1. Boric acid

Boric acid (molecular formula: H3BO3), an inorganic acid, is a white powder or transparent crystallized substance that is soluble in water. In nuclear power reactors, boric acid (BA) is dissolved in the reactor coolant and used as a soluble reactive control agent.

2. Functions of boric acid in reactors

BA in nuclear power plants is to control the speed of nuclear fission. In general, the amount of neutrons determines the speed of fission as the boron absorbs the neutrons. B-10 (one of boron’s isotope) is a good neutron absorber. Normally, B-10, in the form of boric acid, exists in the reactor to control the speed of fission.

Boric acid (BA), after being prepared in the REA system, enters the CVCS system through the RCV loop. Then CVCS controls the reactivity by regulating the boric acid’s concentration. In such a way, CVCS controls the reactor capacity and maintains its safety. 

2.1 REA

In REA, Two different amounts of BA, 7000mg/kg and 12000mg/kg, are made by mixing crystallized boron with the desalted but not deoxidized water that comes from the demineralized water system on the nuclear island. 7000mg/kg BA will flow to the RCV tank, while 12000mg/kg BA will flow to the boron injection tank (BIT) where BA can shut down reactor in case of accident.

2.2 RCV

In RCV, three tanks contain 7000mg/kg BA. BA in this loop will 1) flow to CVCS after it has been degassed and desalted and 2) flow to the containment spray system where BA aids in decreasing the temperature and pressure in containment. 

2.3 BA controls reactivity

In CVCS, BA functions as a chemical shim. At the beginning, reactor’s positive reactivity is strong, so BA’s concentration is high. As reaction proceeds, the concentration of BA goes down and reactor is in criticality. If there is an accident, high-concentration BA can be injected and reactor will start the negative reaction.

BA’s concentration influences the temperature coefficient (T.C.) of moderator. When BA’s concentration is high, T.C. is positive, which is not good for the operation safety. In order to make sure the reactor’s safety, the maximum concentration of BA in coolant is 1400ppm when reactor works.

Advantages of using BA to control reactivity

As BA is dissoluble in water, no extra space is needed for BA to absorb neutrons. It simplifies the reactor core’s configuration and the top structure of reactor pressure vessel (RPV).

BA is evenly soluble in moderator and avoids the unevenness of neutron-flux density in the reactor core due to the use of control rods.

The use of BA allows drawing out all control rods when reactor operates so that reactor core power can be evenly distributed.

Disadvantages of using BA to control reactivity

Normally, it takes several minutes to regulate the concentration of boric acid via pouring concentrated BA or pure water into the primary loop. So this method is slow in controlling reactivity. 

3. EBA and its application

Natural boron contains two stable isotopes, namely B-10 and B-11 with respective enrichment of 19.78% and 80.22%. B-10’s absorption of neutron is much larger than B-11. B-10’s cross section for thermal neutron absorption is 3837 barns while the B-11’s is only 0.005 barns. B-11 is of no use as a neutron absorber. Hence, the enriched boric acid (EBA) with higher B-10 will be more popular. Currently, EBA, replacing natural boric acid (NBA) to apply to EPR rectors, has been used in many French, Finnish and Chinese EPR plants.

Compared with NBA, EBA can control the rector better because it increases B-10’s concentration in reactor coolant system, but decreases the amount of boric acid utilized. On one hand, higher concentration allows stronger reactivity and higher enrichment of uranium-235. In this case the burning of MOX fuel will increase and fuel’s cycle will be extended. On the other hand, the decrease of boric acid will lower down sedimentation and crystallization, increase heat exchange, controls the pH value more effectively, relieve corrosion, reduce radiation exposures to employees, improve the safety of NPP and optimize NPP’s operational cycle.

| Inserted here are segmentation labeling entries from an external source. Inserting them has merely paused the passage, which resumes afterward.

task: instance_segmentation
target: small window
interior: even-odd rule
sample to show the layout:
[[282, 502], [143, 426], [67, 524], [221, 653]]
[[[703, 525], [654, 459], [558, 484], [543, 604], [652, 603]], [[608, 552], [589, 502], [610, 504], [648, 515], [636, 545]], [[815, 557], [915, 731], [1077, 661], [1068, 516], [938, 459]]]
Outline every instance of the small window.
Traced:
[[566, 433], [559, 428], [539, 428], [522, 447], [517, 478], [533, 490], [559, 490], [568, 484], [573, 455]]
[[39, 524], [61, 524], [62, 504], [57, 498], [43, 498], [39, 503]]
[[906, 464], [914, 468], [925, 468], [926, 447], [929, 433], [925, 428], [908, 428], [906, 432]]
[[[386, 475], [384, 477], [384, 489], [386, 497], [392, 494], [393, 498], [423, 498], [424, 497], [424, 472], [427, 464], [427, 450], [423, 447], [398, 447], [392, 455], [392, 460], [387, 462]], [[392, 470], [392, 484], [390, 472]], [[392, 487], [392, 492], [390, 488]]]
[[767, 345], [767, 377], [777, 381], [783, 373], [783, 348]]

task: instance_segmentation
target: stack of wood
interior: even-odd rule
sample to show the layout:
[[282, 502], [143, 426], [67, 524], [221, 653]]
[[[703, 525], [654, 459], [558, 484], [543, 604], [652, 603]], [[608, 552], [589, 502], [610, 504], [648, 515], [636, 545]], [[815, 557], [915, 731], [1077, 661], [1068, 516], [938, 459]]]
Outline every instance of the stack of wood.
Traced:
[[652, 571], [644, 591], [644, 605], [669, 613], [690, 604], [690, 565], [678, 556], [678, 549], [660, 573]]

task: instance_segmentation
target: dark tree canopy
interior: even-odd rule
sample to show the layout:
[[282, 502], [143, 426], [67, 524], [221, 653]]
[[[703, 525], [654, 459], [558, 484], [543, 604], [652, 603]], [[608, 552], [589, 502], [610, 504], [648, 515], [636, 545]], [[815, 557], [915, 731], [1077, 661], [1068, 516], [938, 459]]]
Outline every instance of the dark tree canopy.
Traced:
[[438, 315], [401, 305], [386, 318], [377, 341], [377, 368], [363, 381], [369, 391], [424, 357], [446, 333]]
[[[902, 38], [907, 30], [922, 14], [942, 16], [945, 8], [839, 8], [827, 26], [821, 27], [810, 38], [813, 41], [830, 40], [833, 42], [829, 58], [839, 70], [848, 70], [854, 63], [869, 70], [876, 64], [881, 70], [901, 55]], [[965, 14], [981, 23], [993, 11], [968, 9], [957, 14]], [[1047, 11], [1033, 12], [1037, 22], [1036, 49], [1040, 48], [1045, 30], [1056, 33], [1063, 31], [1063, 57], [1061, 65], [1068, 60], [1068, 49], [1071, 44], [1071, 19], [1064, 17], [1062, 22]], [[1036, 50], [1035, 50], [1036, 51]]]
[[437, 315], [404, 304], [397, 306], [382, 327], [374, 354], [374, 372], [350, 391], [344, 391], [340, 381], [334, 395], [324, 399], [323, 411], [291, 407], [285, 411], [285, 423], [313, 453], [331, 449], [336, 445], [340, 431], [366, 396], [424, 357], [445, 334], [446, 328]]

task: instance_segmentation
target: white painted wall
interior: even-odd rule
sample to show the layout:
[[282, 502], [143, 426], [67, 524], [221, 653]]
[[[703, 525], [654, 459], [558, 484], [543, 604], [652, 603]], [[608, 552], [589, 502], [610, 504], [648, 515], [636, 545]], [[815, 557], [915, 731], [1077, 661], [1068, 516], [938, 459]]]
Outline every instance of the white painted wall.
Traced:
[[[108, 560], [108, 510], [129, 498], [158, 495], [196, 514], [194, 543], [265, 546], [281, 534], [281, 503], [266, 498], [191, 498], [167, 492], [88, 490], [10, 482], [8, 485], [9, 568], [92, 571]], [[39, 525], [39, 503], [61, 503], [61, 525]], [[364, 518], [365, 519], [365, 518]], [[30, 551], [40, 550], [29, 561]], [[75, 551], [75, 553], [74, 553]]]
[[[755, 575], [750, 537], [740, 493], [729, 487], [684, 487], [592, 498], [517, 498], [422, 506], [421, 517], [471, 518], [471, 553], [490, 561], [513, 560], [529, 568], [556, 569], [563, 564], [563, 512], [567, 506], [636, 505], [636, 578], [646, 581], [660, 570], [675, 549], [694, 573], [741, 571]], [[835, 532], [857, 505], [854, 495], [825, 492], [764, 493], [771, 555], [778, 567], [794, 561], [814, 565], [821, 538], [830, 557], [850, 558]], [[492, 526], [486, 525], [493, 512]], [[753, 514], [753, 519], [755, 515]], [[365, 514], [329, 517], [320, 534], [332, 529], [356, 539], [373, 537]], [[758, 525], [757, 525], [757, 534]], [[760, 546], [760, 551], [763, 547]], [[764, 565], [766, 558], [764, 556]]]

Even though EBA has distinctive advantages, its high costs hinder its application in nuclear power plants. At present, the price for EBA with 92% B-10 is between 2-3 dollars/gram, while that for the natural boric acid is only 0.001 dollar/gram. The reason why EBA is so expensive rests with the costly concentration process of B-10. So how to concentrate B-10 at a low cost will be the focus of future research.